Wednesday, April 25, 2007

Basics of Biomechanics, Muscle Physiology and Energy Systems for Athletes

Athletes who want to do their best need to have knowledge of at least some of the basic facts of anatomy, biomechanics, muscle physiology, and energy metabolism and how they influence strength training and endurance training programs. While most athletes may not need to know as much as the scientist in the laboratory, he or she needs to know enough to judge the suitability of different training methods for their given sport.

HOW THE BODY MOVES

The body moves when muscles contract. The muscles connect two or more bones that meet in articulating joints. One end of the muscle is attached by a tendon, a strong, rope-like cord made from collagen, to a bone at a point close to the center of the body. That point is referred to as the origin of the muscle. The other end of the muscle is attached by another tendon to a point on a bone further away from the center of the body. This point of attachment is called the insertion. The contracting muscle pulls the insertion point closer to the origin. The bones are used as levers to move the body and apply force to external objects. The bones are designed to fit together to provide ease of motion and stability. The ends of the bones are covered with articular cartilage that prevents friction from wearing down the parts of the bones that are in contact with each other. The bones are held together by ligaments and the joint capsule. Both are made of connective tissue, collagen fibers.

WHAT IS MUSCLE?

Muscles are comprised of long, thin cells collectively known as muscle fibers. The muscles contract when stimulated by a motor nerve. The motor nerve is comprised of bundles of cells called neurons that are designed to conduct changes in electrical charge along the surface of the cells. These charges are the result of the exchange of positive sodium ions on the outside of the cell membrane of the neuron for negatively charged potassium ions on the inside of the cell membrane of the neuron. Between each neuron are gaps called synapses through which the nerve impulse is conveyed via a neurotransmitter called acetylcholine. When the receptor sites on the end of a cell are filled with acetylcholine molecules, the nerve impulse is conveyed along the surface of the neuron to the next nerve junction until the last neuron intersects the neuromuscular junction. The nerve impulse stimulates the receptor sites to release calcium into the muscle cells, causing them to contract. Each neuron stimulates a certain number of muscle fibers. The strength of the impulse is determined by the number of neurons conveying the command to contract, which determines the force of the contraction.

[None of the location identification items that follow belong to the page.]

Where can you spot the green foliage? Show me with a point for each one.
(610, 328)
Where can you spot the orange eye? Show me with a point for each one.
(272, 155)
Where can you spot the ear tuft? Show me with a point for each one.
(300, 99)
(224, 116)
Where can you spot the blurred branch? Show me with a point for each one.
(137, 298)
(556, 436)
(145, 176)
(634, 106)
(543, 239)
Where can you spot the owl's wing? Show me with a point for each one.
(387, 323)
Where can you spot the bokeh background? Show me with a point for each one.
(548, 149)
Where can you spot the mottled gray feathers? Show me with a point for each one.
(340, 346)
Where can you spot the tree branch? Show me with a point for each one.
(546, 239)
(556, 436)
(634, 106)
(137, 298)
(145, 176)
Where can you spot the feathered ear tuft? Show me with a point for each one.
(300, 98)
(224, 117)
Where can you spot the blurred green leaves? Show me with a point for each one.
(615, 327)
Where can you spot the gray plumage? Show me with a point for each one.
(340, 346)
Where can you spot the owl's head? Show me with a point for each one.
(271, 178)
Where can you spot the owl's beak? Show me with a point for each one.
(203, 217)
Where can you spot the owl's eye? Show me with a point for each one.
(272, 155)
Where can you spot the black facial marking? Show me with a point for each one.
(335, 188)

The contractile element of the muscle fiber is called the myofibril. The myofibrils are composed of a linear element called actin, which are linked to each other by cross-bridges called myosin. Under the electron microscope, the interior of the muscle fiber resembles an aerial view of rowing crews. The cross bridges pull together, shortening the cell. As the muscle fiber contracts, the cross-bridges unlink, then link to a position farther down the actin filament, creating greater contraction. Each cell is linked longitudinally to the next. The muscle cells become shorter and thicker around the middle as they contract. This makes the entire muscle change shape the same way.

These fibers are grouped into bundles surrounded by a sheath of connective tissue. At each end, the muscle tapers to a tendon. The muscle contraction is comprised of the directed contraction of a however many of the muscle fibers as is necessary to perform the function required. The force of the contraction is directly proportional to the percentage of the muscle fibers that are contracting, and the amount of force each individual fiber can generate. Individual muscle fibers either contract completely, or not at all. That is called the all-or-none principle. In essence, the contraction of a muscle cell is like the state of an electric light. It is either on or it is off.

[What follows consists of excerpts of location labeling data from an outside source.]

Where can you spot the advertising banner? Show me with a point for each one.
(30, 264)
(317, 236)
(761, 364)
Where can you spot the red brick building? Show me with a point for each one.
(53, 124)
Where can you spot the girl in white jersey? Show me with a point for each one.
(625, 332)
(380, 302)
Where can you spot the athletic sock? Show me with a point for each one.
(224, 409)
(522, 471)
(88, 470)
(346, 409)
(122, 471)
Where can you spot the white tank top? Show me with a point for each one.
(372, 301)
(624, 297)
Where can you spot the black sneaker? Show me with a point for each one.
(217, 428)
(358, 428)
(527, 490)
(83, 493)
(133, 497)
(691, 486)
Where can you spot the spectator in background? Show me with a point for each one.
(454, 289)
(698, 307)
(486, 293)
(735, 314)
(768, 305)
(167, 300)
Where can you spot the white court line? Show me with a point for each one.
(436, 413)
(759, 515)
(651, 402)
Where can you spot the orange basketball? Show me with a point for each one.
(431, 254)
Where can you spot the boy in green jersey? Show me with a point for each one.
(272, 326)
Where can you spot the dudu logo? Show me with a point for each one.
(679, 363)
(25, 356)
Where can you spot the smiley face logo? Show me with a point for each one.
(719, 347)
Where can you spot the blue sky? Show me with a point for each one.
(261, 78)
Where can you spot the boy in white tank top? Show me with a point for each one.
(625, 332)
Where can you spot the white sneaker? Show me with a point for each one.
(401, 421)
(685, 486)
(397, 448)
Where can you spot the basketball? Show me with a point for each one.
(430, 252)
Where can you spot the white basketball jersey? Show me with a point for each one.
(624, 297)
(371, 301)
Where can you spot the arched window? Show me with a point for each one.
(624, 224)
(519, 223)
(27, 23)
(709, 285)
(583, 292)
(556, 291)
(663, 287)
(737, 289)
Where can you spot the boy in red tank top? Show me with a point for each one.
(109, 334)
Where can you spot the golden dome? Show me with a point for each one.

Most natural movements of the body are multi-joint and use a number of muscle groups working together. The muscle(s) that provides most of the function for a particular movement is known as prime movers. Muscles that assist the prime movers are called secondary movers. Muscles that oppose the prime movers are known as antagonists, muscles that statically hold the body in position are known as stabilizers.

MUSCLE FIBER TYPES AND FUNCTIONS

Muscles are comprised of two basic types of contractile fibers. Type I muscle fibers are also known as the oxidative type or slow-twitch fibers. They don't contract very fast or forcefully, but have great endurance. This high level of endurance is due to the abundance of fat-burning enzymes to help use fat as a fuel in moderate intensity, long-term exercise. It doesn't grow (hypertrophy) to any large degree. The other basic type of muscle fiber is the Type II or fast-twitch fibers. There are two subtypes of type I fiber. Muscle Fiber Type IIb contracts rapidly and with great force, growing large when subjected to high workloads. But, this type of fiber fatigues rapidly. Type IIb fibers have an abundance of glycolytic enzymes to burn sugar as fuel without oxygen. Muscle fiber type IIa has capabilities intermediate between the other type I and type IIb, but can convert to Type I with extensive and long-term endurance training. Type IIa and Type IIb fibers are collectively known as Fast-twitch fibers. Every muscle of every person has some of all three muscle fiber types. However, some muscles have a predominance of whatever type of fibers best fulfill the function of those muscles.

Weight Training with low resistance tends to develop strength of contraction in Type I fibers, while not stimulating any training effect on Type IIb fibers. Type I fibers are the first to contract in any movement. When the speed and force of contraction increases, Type IIa fibers contract as well as Type I fibers. Type IIb fibers only contract when the greatest amounts of speed and force are required.

Type I muscle fibers do not experience much hypertrophy (growth) in the contractile filaments when exercised, they primarily increase the number and size of the mitochondria. Mitochondria are subcellular structures responsible for oxidative production of energy in the muscle cell. Type IIa and IIb fibers respond to high intensity exercise by increasing the amount of contractile proteins in the cells and the intracellular fluid. Endurance exercise doesn't produce much muscular growth, while anaerobic and strength training does produce significant muscular growth. This is because the Type II muscle fibers, which are more likely to exhibit hypertrophy than Type I, are only used during high intensity exercise.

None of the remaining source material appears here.